Quoi qu’il en fût, dès le lendemain matin, la première action de Vincent tendit au bonheur de celle qu’il plaignait d’une si étrange pitié. Sans attendre que son valet de chambre entrât chez lui, à sept heures, suivant la consigne, dès six heures et demie M. de Villenoise sonna.
Prosper parut, et, sur l’ordre de son maître, ouvrit les volets. Une fraîcheur d’avril, une clarté bleue et rose, pénétrèrent dans la grande pièce tendue de velours sombre, obscurcie de boiseries anciennes, et, çà et là seulement, égayée par des bibelots en ivoire ou en porcelaine de Saxe, par un panneau de glace au-dessus de la cheminée en chêne sculpté, par quelques bergeries galantes du XVIIIe siècle, dues à des pinceaux de maîtres et espacées le long des murs.

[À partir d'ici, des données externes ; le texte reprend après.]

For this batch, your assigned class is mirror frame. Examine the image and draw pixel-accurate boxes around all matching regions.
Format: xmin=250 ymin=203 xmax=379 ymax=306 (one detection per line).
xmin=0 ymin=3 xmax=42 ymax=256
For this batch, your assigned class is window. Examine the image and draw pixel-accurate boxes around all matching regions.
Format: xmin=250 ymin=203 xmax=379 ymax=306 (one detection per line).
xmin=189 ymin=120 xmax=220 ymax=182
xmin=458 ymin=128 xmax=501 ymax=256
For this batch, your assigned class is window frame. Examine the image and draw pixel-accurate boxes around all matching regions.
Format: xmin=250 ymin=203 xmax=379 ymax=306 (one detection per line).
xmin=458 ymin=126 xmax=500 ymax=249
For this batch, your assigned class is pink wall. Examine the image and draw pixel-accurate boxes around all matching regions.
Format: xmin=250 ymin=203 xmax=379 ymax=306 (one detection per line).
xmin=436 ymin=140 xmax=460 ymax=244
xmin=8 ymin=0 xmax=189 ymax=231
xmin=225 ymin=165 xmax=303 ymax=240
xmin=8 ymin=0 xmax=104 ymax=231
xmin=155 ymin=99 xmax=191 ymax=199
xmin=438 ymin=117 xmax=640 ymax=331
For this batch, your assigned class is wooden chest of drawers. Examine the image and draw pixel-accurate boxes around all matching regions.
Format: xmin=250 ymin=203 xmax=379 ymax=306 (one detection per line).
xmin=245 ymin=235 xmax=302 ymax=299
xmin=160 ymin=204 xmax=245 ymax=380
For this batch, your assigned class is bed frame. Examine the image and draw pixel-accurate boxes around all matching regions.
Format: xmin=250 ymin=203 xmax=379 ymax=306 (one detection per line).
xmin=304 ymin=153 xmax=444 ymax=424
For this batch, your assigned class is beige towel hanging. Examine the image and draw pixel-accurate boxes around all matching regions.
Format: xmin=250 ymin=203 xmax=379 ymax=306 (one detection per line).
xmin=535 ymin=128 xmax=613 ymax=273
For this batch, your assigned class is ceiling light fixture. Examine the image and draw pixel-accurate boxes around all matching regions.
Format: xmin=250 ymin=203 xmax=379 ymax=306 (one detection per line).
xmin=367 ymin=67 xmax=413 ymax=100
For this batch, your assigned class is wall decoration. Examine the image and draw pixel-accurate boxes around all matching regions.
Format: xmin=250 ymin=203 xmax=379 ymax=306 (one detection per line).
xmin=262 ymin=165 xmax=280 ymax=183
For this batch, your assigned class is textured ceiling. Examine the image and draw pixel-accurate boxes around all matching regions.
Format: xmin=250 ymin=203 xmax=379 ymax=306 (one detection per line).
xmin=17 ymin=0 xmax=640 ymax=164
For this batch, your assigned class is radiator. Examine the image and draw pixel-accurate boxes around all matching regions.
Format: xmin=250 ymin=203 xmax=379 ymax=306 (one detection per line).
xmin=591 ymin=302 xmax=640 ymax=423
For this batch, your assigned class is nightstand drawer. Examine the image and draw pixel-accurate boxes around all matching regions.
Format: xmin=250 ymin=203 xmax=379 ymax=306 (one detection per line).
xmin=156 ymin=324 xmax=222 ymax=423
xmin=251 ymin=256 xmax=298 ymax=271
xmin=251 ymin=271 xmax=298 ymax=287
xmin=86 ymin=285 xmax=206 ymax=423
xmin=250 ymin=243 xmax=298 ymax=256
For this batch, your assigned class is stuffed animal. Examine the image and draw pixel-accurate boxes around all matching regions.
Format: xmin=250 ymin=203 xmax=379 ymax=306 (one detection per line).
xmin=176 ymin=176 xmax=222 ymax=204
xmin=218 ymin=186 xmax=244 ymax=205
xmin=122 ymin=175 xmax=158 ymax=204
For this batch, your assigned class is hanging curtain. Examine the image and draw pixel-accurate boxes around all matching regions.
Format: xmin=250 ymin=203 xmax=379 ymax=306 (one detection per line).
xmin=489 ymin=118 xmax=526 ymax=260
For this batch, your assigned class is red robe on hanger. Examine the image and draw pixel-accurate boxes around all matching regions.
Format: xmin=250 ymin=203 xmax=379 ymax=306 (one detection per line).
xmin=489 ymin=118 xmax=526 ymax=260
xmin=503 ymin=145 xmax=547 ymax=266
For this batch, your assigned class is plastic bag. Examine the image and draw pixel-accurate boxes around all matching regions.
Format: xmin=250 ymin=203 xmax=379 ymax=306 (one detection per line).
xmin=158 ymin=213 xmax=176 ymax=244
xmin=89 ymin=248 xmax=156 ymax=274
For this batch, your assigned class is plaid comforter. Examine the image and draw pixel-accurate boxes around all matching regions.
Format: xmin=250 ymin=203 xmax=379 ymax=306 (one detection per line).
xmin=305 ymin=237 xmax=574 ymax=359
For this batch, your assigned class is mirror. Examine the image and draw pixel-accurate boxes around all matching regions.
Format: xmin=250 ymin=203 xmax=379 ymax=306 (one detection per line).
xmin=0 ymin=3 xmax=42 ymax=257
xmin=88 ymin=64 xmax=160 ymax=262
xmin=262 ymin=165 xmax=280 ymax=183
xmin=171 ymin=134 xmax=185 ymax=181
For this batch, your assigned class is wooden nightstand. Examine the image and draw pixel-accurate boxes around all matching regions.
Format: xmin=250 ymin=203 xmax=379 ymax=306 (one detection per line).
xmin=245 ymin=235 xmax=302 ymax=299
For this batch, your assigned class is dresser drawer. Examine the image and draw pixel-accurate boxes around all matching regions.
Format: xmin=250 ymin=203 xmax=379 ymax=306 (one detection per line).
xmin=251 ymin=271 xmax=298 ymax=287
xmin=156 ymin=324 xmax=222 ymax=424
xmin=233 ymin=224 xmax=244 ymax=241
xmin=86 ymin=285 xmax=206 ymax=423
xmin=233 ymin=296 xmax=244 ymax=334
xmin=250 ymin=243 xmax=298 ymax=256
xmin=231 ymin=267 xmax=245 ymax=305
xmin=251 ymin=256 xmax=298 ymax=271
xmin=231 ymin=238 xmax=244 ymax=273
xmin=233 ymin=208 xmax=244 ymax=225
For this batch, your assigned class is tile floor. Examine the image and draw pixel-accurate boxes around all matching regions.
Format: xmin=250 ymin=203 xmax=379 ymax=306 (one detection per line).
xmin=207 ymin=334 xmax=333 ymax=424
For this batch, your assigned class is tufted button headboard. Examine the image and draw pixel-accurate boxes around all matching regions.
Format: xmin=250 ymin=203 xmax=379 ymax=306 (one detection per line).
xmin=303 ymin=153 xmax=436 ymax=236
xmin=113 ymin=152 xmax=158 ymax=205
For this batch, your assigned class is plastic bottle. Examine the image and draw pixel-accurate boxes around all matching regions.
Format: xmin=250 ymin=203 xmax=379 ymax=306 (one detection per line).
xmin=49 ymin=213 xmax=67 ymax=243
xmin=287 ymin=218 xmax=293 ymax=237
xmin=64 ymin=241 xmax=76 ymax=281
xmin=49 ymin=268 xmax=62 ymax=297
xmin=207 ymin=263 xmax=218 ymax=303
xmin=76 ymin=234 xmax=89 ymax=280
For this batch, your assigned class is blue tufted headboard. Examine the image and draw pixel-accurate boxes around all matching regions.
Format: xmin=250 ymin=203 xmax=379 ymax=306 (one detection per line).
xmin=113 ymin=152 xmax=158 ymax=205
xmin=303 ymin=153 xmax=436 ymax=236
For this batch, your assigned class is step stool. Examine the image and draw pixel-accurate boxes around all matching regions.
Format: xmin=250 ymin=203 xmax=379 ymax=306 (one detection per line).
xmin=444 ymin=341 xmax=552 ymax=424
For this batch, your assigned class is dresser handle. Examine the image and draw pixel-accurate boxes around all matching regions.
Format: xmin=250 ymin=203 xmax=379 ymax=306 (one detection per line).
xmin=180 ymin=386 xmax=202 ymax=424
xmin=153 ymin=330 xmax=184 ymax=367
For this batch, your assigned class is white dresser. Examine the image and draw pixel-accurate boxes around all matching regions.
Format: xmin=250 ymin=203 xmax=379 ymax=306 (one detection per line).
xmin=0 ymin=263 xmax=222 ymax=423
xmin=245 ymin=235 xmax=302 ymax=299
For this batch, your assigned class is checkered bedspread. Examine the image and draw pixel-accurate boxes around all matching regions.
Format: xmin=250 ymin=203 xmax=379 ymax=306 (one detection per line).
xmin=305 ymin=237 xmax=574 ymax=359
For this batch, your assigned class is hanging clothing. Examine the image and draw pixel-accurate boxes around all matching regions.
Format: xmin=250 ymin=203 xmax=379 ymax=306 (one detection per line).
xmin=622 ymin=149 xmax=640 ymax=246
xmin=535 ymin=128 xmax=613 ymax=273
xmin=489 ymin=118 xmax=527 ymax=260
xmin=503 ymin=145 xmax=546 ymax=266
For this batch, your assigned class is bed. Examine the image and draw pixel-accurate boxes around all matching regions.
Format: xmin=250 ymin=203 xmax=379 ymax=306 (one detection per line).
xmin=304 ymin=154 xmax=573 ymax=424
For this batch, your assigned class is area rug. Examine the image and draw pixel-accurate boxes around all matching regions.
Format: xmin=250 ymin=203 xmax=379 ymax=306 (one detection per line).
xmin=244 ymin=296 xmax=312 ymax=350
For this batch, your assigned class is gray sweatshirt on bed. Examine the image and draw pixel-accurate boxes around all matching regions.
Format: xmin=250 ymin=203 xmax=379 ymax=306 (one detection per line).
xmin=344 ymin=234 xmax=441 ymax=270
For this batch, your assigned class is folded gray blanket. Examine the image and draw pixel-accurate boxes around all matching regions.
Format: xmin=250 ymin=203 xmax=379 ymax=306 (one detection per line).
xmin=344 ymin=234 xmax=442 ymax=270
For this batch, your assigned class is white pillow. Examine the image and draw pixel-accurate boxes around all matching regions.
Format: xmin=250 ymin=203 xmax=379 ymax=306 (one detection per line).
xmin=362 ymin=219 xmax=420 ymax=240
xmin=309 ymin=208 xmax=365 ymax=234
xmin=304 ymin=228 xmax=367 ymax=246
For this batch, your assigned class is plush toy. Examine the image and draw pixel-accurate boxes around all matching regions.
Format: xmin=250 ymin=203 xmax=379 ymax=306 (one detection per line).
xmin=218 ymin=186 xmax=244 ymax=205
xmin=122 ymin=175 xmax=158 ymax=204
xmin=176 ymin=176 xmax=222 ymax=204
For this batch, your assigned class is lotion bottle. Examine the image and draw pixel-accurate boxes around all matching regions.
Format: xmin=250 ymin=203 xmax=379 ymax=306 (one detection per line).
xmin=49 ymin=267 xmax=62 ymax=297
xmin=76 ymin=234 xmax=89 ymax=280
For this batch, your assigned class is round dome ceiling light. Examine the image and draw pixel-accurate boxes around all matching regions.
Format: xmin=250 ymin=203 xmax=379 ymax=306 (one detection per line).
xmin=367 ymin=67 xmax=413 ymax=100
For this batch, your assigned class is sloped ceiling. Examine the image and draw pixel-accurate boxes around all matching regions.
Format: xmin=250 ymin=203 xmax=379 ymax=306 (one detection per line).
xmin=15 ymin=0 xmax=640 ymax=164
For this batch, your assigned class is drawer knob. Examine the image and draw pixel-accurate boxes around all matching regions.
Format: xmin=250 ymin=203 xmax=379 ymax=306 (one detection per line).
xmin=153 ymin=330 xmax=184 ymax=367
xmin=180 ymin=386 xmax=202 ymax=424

—Donnez-moi mon buvard, de l’encre, une plume, dit M. de Villenoise.
Assis dans son lit, le genou soulevé pour soutenir son buvard, il griffonna:
«Madame Sabine Marsan, hôtel Beau-Rivage, Cannes.
«Suis bien heureux. Vous souhaite bon voyage et vous attends avec impatience. A bientôt.
«Vincent.»
—Tenez, dit-il au domestique, faites porter cela et revenez préparer mon tub. Ah!... s’exclama-t-il comme Prosper allait quitter la chambre.
Le valet se retourna. M. de Villenoise eut une courte hésitation. A la fin il demanda, mais avec une ombre de gêne:
—La jument n’est pas sellée, n’est-ce pas?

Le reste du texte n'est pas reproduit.